By Andrew Woods, ICS | Source: AWPFC, MLA
Standard analysis of the Australian sheep flock (or cattle herd) uses a balance sheet approach. This is similar to the stock schedule for a farm flock (herd) where national opening numbers are adjusted for natural increase, sales and deaths to arrive at a closing number. This analysis of the drivers of change in flock size suggests that the balance sheet approach has inadequate information to operate effectively.
Feedback from various sources suggests that the weaning rate in the Australian flock is rising, for both merino and crossbred sheep. Figure 1 compares the lamb offtake (number of lambs sent to slaughter expressed as a proportion of the flock) from the mid-1990s to 2014 with the coincident change in flock size. There is no correlation between the two series. The change in the flock size can be lagged by a year and the correlation remains close to zero. The same correlation shows up if the data is restricted to the past decade.
Figure 1 says that the mechanism by which the flock size is adjusted is not linked to the proportion of the flock sold to abattoirs as lambs.
What makes this proposition very interesting is the relative size of lamb sales to adult sheep sales (to abattoirs) of recent years. Figure 2 shows the proportion of lamb to adult sheep sales from the mid-1990s onwards. In the mid-1990s, sheep sales were about the same as lamb sales. Now, lamb sales are twice that of sheep sales, accounting for 70% of sheep sold off-farm to abattoirs. The level of lamb sales has not been a guide to changes in the flock size.

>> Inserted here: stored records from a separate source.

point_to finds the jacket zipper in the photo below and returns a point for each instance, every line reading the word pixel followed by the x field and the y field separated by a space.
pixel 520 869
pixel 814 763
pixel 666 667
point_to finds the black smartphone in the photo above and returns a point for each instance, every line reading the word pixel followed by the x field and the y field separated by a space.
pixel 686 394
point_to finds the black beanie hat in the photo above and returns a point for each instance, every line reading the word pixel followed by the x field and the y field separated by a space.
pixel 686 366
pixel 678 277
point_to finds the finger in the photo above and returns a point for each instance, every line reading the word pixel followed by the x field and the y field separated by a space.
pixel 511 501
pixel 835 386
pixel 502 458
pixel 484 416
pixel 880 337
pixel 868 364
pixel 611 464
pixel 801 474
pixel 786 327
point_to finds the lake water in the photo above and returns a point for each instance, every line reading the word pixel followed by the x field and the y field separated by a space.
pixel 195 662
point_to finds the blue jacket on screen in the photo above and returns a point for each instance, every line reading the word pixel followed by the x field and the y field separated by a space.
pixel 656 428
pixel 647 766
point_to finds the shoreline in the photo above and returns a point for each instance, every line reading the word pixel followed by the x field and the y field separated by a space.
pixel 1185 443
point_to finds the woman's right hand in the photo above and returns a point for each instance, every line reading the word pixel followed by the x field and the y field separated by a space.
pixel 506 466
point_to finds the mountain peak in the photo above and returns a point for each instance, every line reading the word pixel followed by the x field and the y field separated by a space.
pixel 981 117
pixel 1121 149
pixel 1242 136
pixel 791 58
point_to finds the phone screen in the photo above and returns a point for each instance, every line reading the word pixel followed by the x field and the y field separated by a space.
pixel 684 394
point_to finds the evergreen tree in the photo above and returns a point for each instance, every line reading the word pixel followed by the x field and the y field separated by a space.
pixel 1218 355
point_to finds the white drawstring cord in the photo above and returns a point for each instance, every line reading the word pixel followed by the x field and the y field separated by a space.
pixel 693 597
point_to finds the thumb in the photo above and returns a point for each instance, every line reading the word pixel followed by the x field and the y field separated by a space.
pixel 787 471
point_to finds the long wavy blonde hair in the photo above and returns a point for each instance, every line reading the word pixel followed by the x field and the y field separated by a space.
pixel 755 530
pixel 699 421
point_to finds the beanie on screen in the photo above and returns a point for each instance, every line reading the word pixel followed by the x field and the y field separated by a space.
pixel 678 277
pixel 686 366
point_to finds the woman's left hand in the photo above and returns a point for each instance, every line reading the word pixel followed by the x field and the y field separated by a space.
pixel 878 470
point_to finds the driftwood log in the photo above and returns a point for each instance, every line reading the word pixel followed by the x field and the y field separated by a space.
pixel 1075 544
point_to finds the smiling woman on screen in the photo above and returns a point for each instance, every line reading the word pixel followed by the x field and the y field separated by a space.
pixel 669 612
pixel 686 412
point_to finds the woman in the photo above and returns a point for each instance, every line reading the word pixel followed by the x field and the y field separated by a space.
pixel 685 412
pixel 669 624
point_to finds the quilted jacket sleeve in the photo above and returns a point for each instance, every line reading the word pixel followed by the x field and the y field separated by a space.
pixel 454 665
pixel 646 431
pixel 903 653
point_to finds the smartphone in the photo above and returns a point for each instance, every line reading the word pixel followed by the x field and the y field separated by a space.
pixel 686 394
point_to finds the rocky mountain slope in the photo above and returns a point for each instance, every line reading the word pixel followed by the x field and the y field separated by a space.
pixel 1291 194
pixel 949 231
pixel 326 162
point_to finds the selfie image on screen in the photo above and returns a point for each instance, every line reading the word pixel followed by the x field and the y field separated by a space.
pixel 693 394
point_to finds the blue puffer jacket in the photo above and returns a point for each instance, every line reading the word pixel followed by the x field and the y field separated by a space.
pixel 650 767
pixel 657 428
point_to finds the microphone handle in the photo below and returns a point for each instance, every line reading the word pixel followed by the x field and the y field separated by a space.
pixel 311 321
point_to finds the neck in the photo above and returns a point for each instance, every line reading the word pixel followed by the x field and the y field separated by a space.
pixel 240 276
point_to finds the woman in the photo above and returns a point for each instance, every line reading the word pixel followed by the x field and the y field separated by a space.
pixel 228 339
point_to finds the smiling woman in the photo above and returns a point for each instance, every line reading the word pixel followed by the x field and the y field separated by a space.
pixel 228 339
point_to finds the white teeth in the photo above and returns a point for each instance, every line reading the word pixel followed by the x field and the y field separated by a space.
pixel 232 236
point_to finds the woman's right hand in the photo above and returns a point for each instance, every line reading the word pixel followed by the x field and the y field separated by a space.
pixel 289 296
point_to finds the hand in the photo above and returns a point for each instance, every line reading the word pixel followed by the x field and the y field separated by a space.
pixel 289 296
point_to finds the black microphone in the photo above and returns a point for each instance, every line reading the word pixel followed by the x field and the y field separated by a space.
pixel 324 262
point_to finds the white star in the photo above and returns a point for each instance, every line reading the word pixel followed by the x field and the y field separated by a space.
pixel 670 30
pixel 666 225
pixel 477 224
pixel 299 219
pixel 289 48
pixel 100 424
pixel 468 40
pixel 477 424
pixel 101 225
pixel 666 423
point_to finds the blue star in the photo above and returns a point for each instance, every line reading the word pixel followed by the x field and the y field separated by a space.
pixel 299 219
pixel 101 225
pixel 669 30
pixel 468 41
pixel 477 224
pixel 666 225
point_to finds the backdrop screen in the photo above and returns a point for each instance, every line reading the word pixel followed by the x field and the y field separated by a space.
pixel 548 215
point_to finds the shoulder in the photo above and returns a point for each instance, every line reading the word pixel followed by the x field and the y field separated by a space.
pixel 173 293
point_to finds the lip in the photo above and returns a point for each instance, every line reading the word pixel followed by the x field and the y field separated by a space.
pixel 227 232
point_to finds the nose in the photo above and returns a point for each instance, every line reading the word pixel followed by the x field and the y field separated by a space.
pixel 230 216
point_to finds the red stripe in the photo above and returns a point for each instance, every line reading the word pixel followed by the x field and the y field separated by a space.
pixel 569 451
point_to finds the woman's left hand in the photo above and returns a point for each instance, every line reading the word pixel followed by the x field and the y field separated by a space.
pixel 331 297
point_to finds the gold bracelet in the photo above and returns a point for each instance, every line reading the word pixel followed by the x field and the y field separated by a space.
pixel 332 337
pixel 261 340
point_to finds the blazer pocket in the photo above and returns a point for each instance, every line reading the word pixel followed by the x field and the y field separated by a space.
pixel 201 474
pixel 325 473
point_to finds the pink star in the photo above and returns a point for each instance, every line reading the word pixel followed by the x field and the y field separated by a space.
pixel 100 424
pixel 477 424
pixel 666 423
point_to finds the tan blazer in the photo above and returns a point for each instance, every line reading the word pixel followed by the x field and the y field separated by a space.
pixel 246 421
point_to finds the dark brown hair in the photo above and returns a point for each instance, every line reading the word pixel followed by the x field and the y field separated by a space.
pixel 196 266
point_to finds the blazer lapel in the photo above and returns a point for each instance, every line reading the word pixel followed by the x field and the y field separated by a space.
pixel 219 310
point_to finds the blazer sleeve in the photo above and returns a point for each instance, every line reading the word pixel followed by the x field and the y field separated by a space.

Figure 3 compares the adult sheep offtake (sales to abattoirs expressed as a proportion of the flock) with changes in the flock size since the mid-1990s. The sheep offtake explains around one third of the change in flock size.
If the data is extended (to the 1970s) or shortened (for the past decade) or if the decidedly dodgy estimate in 2000 that the flock lifted by 3% is removed, the correlation rises to around 0.5. Basically the level of adult sheep sales explains about half of the coincident change in the flock size. This looks to be the mechanism by which the flock size is adjusted, as it is in New Zealand.
Increasing weaning rates explains the increase in lamb offtake in the Australian flock. To develop an effective balance sheet analysis of the Australian flock requires a good estimate of weaning rates, which is difficult if it is changing.
The standard balance sheet/stock schedule analysis of the Australian flock is struggling to explain sustainable (neutral effect on the flock size) levels of lamb and sheep sales. This seems likely to stem from an increasing weaning rate in the Australian flock, which is a structural change in the industry.
Factors such as weaning and death rates are difficult enough to measure if they are reasonably stable, let alone if they are changing beyond normal year to year variation. In terms of sales to abattoirs, sheep sales expressed as a proportion of the flock are our best, immediate indicator of the likely change in flock size. That said, this only explains about half of the changes happening.